One of my mares seems to enjoy peeing right after another mare does. Is this odd, or is it just me? She's the youngest, if that has anything to do with it. And she was bred this summer. So could it be prego hormones?

When someone pees its like she's on a mission. Her head goes up and she walks like she means business. Then finds a spot close to were the other mare peeded and...pees, a full amount. Kinda like she's thinking " oh its potty time!" Lol.

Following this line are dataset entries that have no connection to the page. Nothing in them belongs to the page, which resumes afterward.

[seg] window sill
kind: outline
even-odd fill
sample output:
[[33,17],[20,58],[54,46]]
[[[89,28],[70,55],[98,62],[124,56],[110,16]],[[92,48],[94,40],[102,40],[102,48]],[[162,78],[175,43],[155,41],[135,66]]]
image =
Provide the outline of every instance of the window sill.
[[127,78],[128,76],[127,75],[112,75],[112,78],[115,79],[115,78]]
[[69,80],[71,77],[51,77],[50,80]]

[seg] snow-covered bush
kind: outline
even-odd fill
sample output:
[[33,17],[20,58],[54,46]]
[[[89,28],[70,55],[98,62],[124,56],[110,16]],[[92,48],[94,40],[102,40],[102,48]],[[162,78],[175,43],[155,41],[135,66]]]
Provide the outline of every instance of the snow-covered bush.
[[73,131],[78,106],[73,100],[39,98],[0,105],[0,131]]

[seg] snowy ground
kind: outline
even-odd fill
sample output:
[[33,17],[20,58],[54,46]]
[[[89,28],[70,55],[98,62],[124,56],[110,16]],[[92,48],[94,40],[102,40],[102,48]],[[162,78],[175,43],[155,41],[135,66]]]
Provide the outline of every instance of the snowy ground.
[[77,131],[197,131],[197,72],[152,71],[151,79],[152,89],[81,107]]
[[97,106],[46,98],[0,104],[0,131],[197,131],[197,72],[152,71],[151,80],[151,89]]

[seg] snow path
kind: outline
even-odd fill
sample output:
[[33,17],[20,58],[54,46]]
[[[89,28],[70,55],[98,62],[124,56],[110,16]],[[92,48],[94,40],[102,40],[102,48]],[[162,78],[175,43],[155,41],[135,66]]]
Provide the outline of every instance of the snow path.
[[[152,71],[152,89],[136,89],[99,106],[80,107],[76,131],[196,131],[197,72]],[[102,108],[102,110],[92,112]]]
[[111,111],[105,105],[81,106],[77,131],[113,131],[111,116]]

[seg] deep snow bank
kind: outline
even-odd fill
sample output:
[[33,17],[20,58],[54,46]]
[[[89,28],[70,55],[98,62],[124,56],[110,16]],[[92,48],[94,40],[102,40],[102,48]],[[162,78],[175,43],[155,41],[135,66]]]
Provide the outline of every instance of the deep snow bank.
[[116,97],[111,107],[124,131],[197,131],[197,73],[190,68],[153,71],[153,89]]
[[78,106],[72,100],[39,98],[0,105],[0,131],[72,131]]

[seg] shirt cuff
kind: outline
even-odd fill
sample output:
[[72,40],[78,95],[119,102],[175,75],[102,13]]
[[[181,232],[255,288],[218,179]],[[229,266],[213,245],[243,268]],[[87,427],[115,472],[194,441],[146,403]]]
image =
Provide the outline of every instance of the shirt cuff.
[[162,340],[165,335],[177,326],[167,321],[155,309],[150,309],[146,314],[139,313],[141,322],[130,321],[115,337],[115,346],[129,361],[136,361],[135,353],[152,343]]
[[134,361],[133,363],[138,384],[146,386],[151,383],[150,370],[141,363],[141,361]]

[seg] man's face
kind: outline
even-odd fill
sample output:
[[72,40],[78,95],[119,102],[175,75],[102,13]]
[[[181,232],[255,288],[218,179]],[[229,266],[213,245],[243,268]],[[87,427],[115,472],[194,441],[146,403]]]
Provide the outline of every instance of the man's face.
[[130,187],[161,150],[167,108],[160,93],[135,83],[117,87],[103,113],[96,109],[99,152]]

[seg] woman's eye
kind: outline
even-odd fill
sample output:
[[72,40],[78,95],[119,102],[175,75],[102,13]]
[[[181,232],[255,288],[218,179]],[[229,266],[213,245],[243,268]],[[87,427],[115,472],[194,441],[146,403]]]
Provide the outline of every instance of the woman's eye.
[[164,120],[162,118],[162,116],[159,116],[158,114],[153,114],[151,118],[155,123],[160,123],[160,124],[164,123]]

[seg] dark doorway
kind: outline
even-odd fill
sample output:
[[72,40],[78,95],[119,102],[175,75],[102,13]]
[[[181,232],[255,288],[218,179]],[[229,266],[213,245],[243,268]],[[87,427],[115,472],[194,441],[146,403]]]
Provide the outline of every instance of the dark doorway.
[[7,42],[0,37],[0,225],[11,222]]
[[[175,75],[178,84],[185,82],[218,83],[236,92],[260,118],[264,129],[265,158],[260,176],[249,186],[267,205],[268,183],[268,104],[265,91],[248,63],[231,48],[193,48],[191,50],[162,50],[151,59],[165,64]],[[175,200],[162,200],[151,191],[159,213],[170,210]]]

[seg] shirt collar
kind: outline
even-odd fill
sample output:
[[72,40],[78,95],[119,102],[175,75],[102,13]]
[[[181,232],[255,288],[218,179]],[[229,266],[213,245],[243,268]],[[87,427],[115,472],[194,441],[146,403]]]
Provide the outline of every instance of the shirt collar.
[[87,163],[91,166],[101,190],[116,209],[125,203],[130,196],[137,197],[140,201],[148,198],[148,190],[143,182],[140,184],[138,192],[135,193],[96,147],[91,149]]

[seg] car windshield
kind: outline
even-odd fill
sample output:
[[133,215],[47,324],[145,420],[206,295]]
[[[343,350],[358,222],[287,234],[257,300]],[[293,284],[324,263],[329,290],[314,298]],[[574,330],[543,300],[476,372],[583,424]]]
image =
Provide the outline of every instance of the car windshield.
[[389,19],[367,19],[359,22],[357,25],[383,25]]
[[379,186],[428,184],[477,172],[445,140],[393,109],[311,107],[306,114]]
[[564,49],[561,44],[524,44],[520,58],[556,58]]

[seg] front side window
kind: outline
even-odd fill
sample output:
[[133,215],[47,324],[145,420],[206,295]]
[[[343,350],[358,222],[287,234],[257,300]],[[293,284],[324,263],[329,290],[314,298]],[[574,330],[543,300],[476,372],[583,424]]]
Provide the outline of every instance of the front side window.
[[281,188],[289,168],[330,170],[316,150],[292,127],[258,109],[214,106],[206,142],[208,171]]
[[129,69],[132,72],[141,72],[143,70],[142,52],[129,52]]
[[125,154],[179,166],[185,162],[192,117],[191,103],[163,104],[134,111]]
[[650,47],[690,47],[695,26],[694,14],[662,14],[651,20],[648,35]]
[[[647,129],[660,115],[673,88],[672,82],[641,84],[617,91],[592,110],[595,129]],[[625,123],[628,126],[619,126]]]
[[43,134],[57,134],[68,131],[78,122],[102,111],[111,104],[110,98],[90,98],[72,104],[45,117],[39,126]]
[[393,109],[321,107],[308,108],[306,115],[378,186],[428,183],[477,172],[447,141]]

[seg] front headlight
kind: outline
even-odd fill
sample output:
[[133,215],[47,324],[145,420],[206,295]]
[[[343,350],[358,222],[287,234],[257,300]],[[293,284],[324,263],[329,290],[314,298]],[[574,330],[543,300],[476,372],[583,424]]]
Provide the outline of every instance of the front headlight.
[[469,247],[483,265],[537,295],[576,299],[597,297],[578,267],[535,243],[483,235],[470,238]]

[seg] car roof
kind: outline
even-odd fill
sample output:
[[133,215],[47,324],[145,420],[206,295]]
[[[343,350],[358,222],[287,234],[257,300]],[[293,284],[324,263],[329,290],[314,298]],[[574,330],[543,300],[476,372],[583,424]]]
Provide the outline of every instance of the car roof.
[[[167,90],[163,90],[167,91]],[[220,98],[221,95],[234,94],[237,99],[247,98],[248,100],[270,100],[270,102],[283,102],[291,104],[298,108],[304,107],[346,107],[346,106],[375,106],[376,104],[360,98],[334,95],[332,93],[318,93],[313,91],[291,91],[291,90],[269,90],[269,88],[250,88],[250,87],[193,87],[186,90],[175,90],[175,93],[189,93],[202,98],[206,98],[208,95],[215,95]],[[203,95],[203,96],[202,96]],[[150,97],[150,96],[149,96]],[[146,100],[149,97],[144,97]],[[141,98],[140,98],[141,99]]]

Has anyone else seen this before?


----------



## Ryan Johnson (Oct 2, 2014)

Could it be she is in heat and has not fallen pregnant when she was bred ? It may be she is marking her territory .............


----------



## lkblazin (Oct 2, 2014)

That's what I was thinking. But I don't remember her doing that prior yo the breeding.

Forgot to add,

And if one of her friends is running around she gets all upset. Starts nickering and runs over to them to see if they are OK. Kind of like a stallion when he sees a mare.

Thanks Ryan maybe I'm over analyzing her and she's just marking her territory, or worse she's not pregnant.


----------



## Ryan Johnson (Oct 2, 2014)

It is strange that she does it straight after the other mare tho, Id be thinking its more of a territory thing.

Hopefully Diane or Anna has seen this with one of their mares and can give you a little more info than I can.

Hope she is pregnant for you and that it is just a territory thing


----------



##  (Oct 2, 2014)

As the youngest, I would guess that she is probably bred, and is starting to establish herself in the herd -- as you said, marking territory and beginning to set herself as not being at the bottom in the pecking order -- as one that is working towards total acceptance. This will be especially good if she is bred, as no one should bother her or her little one and she will "stand her ground" as a new momma. So much better than having the "bottom" lady have a baby and try to try to protect herself AND her little one from those higher up in the pecking order.

Crossing my fingers and looking forward to seeing a little one.

How about some pictures so we can begin to drool now!


----------



## lkblazin (Oct 2, 2014)

Haaaa thanks so much Diane. That makes total sense



. Good to know its nothing big. And thanks so much ryan



. I did take couple of pics today, but they don't look too different from the pics I posted on another post. Ohhhh and I now no how to get the pictures uncrooked. The girl that does the peeing is blazin aka baby ( bay)




Sorry her face got cut off I was concentrating on her belly.3 months in




Ladybug supposedly about 4 months in.she's off balance cause calfe went after her.




Calfe she's about 5 months in. I have felt some definite movement when she's eating. And wow is she a crank! ( I'll just say its cause she's pregnant











Whisper she's a big ol ?. Kept going into season.and yes she's always been a bit fluffy ( not fluffy hair though



probably think " watcha doing back there "




I still need some more rear shots of lady bug and baby. But this is a preview. I'll get some more shots mid winter as long as nothing happens in between then and now. Fingers crossed/ toes!!!!


----------



##  (Oct 3, 2014)

Such pretty girls! And so excited for you!


----------



## lkblazin (Oct 3, 2014)

Thanks diane , I don't know how breeders can wait all year


----------



##  (Oct 3, 2014)

Waiting is always the hardest part.....but the GREAT PART is that once the little one is safely on the ground, you are enjoying yourself so much with them, that you forget about all the waiting you did!


----------